Retrieve news for a specific stock ticker using yfinance.
Args:
ticker: Stock ticker symbol (e.g., "AAPL")
start_date: Start date in yyyy-mm-dd format
end_date: End date in yyyy-mm-dd format
Returns:
Formatted string containing news articles
"""
try:
start_date, end_date = normalize_date_range(start_date, end_date)
stock = yf.Ticker(ticker)
news = stock.get_news(count=20)
if not news:
return f"No news found for {ticker}"
# Parse date range for filtering
start_dt = datetime.strptime(start_date, "%Y-%m-%d")
end_dt = datetime.strptime(end_date, "%Y-%m-%d")
news_str = ""
filtered_count = 0
for article in news:
data = _extract_article_data(article)
# Filter by date if publish time is available
if data["pub_date"]:
pub_date_naive = data["pub_date"].replace(tzinfo=None)
if not (start_dt <= pub_date_naive <= end_dt + relativedelta(days=1)):
continue
news_str += f"### {data['title']} (source: {data['publisher']})\n"
if data["summary"]:
news_str += f"{data['summary']}\n"
if data["link"]:
news_str += f"Link: {data['link']}\n"
news_str += "\n"
filtered_count += 1
if filtered_count == 0:
return f"No news found for {ticker} between {start_date} and {end_date}"
return f"## {ticker} News, from {start_date} to {end_date}:\n\n{news_str}"
except Exception as e:
return f"Error fetching news for {ticker}: {str(e)}"
def get_global_news_yfinance(
curr_date: str,
look_back_days: int = 7,
limit: int = 10,
) -> str:
"""
Retrieve global/macro economic news using yfinance Search.
Args:
curr_date: Current date in yyyy-mm-dd format
look_back_days: Number of days to look back
limit: Maximum number of articles to return
Returns:
Formatted string containing global news articles
"""
# Search queries for macro/global news
search_queries = [
"stock market economy",
"Federal Reserve interest rates",
"inflation economic outlook",
"global markets trading",
]
all_news = []
seen_titles = set()
try:
curr_date = normalize_iso_date(curr_date)

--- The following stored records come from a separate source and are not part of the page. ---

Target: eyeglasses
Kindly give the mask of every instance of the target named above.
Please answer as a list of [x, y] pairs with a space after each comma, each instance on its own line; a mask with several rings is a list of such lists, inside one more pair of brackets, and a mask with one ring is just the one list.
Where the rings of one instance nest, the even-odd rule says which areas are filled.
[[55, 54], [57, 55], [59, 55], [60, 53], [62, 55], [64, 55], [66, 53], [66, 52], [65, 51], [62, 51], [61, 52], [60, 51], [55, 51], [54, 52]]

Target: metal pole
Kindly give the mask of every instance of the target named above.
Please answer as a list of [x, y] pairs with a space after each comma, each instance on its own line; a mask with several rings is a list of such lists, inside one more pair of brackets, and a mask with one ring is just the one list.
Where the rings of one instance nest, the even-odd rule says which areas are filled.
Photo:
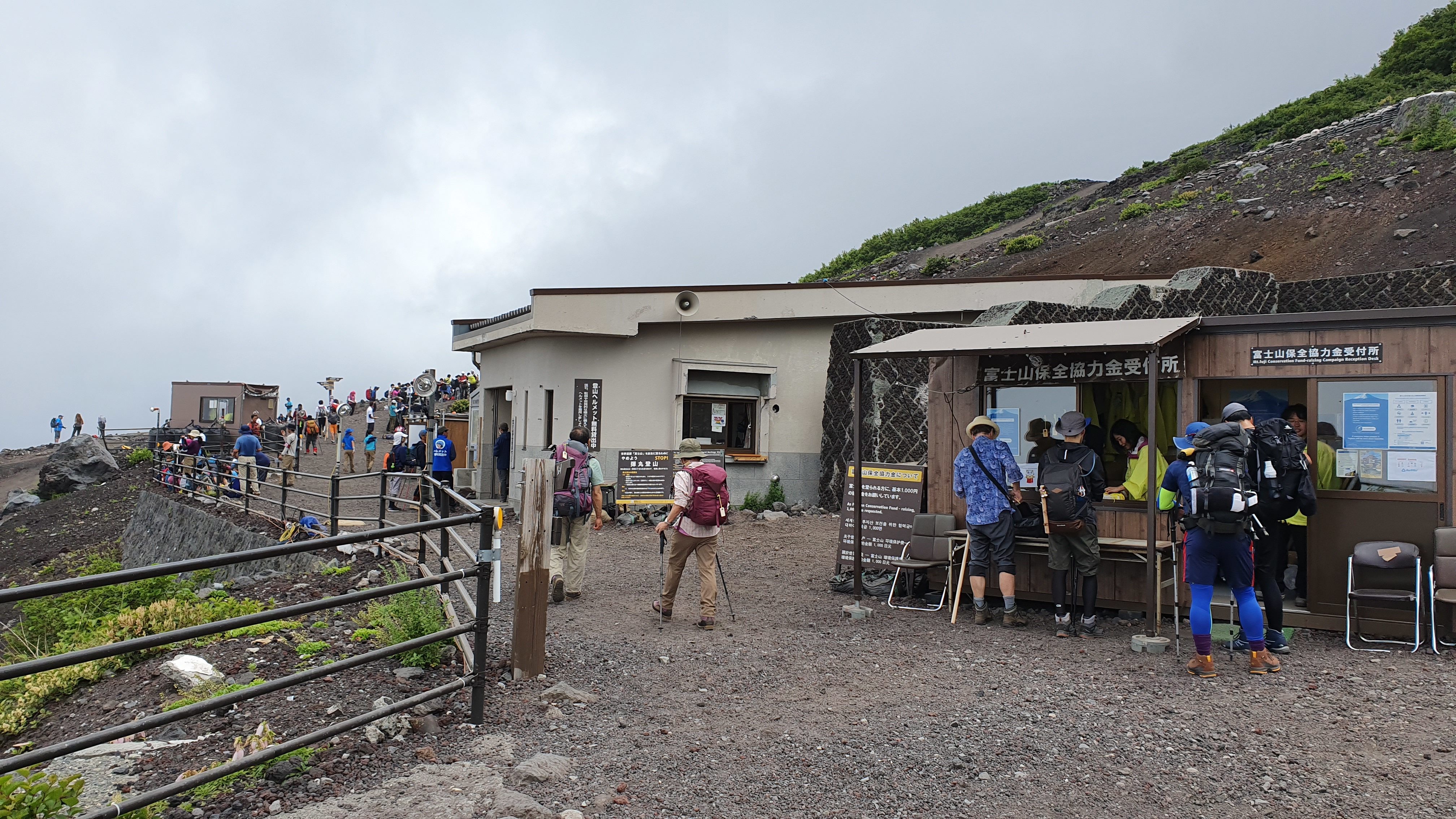
[[329, 535], [339, 533], [339, 468], [329, 475]]
[[491, 535], [494, 510], [480, 512], [480, 541], [475, 552], [475, 656], [470, 659], [470, 724], [485, 723], [485, 660], [491, 628]]
[[859, 424], [859, 411], [860, 411], [860, 407], [859, 407], [859, 392], [860, 392], [859, 391], [859, 380], [860, 380], [859, 379], [859, 367], [860, 367], [860, 361], [859, 361], [859, 358], [855, 358], [855, 388], [853, 388], [853, 392], [850, 393], [852, 395], [852, 399], [850, 399], [850, 412], [853, 415], [853, 424], [855, 424], [855, 436], [853, 436], [855, 437], [855, 443], [853, 443], [853, 446], [855, 446], [855, 605], [859, 605], [859, 602], [862, 599], [865, 599], [865, 580], [863, 580], [865, 570], [863, 570], [863, 565], [862, 565], [862, 551], [860, 551], [862, 549], [860, 532], [863, 529], [863, 520], [860, 517], [860, 509], [863, 507], [863, 491], [862, 490], [863, 490], [863, 471], [865, 471], [863, 468], [865, 468], [865, 463], [863, 463], [863, 459], [862, 459], [862, 455], [860, 455], [860, 446], [859, 446], [859, 427], [860, 427], [860, 424]]
[[1163, 612], [1158, 605], [1158, 345], [1147, 351], [1147, 627], [1158, 634]]

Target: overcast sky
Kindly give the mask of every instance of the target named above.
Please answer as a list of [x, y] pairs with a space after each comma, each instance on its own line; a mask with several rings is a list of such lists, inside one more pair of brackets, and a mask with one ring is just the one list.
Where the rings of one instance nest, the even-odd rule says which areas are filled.
[[0, 1], [0, 447], [172, 380], [460, 372], [450, 319], [531, 287], [795, 280], [1364, 73], [1433, 6]]

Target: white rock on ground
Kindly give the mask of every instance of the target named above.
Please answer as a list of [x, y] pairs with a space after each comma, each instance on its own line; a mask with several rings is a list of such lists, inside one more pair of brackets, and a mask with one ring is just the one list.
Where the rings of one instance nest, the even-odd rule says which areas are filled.
[[162, 676], [170, 679], [182, 691], [191, 691], [199, 685], [227, 679], [227, 675], [197, 654], [178, 654], [162, 663], [159, 670]]

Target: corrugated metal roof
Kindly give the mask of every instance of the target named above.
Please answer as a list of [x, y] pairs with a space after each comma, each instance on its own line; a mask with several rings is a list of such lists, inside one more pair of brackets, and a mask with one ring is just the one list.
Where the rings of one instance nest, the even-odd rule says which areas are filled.
[[952, 326], [917, 329], [850, 353], [855, 358], [909, 358], [993, 353], [1054, 353], [1076, 350], [1146, 350], [1198, 325], [1198, 318], [1128, 319], [1111, 322], [1024, 324], [1010, 326]]

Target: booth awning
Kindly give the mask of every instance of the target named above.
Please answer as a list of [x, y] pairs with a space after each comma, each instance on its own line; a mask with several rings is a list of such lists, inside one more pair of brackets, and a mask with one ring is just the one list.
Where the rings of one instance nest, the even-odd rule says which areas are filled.
[[981, 353], [1072, 353], [1147, 350], [1198, 325], [1198, 316], [1108, 322], [1024, 324], [917, 329], [850, 353], [853, 358], [922, 358]]

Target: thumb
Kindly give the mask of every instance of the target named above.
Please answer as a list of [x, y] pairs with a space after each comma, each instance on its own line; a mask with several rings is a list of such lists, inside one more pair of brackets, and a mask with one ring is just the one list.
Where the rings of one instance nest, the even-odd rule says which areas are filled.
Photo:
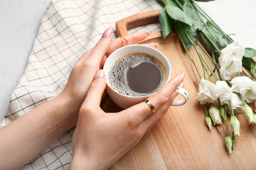
[[93, 79], [82, 106], [99, 107], [105, 87], [106, 77], [103, 70], [100, 69]]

for query in search_queries:
search = yf.Search(
query=query,
news_count=limit,
enable_fuzzy_query=True,
)
if search.news:
for article in search.news:
# Handle both flat and nested structures
if "content" in article:
data = _extract_article_data(article)
title = data["title"]
else:
title = article.get("title", "")
# Deduplicate by title
if title and title not in seen_titles:
seen_titles.add(title)
all_news.append(article)
if len(all_news) >= limit:
break
if not all_news:
return f"No global news found for {curr_date}"
# Calculate date range
curr_dt = datetime.strptime(curr_date, "%Y-%m-%d")
start_dt = curr_dt - relativedelta(days=look_back_days)
start_date = start_dt.strftime("%Y-%m-%d")
news_str = ""
for article in all_news[:limit]:
# Handle both flat and nested structures
if "content" in article:
data = _extract_article_data(article)
title = data["title"]
publisher = data["publisher"]
link = data["link"]
summary = data["summary"]
else:
title = article.get("title", "No title")
publisher = article.get("publisher", "Unknown")
link = article.get("link", "")
summary = ""
news_str += f"### {title} (source: {publisher})\n"
if summary:
news_str += f"{summary}\n"
if link:
news_str += f"Link: {link}\n"
news_str += "\n"
return f"## Global Market News, from {start_date} to {curr_date}:\n\n{news_str}"
except Exception as e:
return f"Error fetching global news: {str(e)}"